Published in Proceedings of the National Academy of Sciences, the study says that while the southernmost continent lost 40 billion tons of ice between 1979 and 1989, that number rose an incredible 280% in the last four decades, with an estimated 252 billion tons lost each year since 2009. By comparing the gains in annual snowfall to the amount of ice being lost in 65 different parts of Antarctica, the scientists found a clear imbalance. “The places undergoing changes in Antarctica are not limited to just a couple places,” said Eric Rignot, lead author and Earth-systems scientist for the University of California at Irvine and NASA. “They seem to be more extensive than what we thought. That, to me, seems to be reason for concern.”

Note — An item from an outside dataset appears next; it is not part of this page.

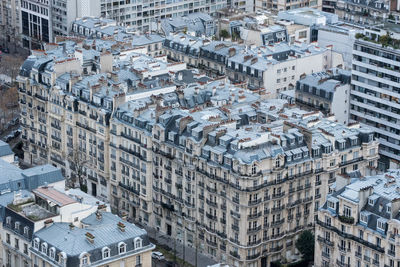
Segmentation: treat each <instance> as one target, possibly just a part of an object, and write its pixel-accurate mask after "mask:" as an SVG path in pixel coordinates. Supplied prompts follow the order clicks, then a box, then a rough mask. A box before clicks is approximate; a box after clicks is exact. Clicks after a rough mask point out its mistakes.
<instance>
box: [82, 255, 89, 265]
mask: <svg viewBox="0 0 400 267" xmlns="http://www.w3.org/2000/svg"><path fill="white" fill-rule="evenodd" d="M88 264H89V257H88V256H83V257H82V265H88Z"/></svg>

It takes an estimated 360 billion tons of ice to raise the sea level a millimeter. That may not sound like a lot, but according to the study the seas have risen 7-8 inches since 1900. Now that the ice is melting 6 times faster than it was just 40 years ago, those extra inches of water are stacking up fast, which puts small islands and low-lying regions at risk of being completely destroyed. Some glaciers included in the study were found to be more vulnerable than others because of a combination of global warming, location, and slope. “It has been known for some time that the West Antarctic and Antarctic Peninsula have been losing mass, but discovering that significant mass loss is also occurring in the East Antarctic is really important because there’s such a large volume of sea-level equivalent contained in those basins,” said University of Waterloo glacier expert Christine Dow. “It shows that we can’t ignore the East Antarctic and need to focus in on the areas that are losing mass most quickly, particularly those with reverse bed slopes that could result in rapid ice disintegration and sea-level rise.”
The experts agree that more research is needed to make sense of what is happening and to come up with ways to fix it. We’re not underwater yet, so it’s not too late to act.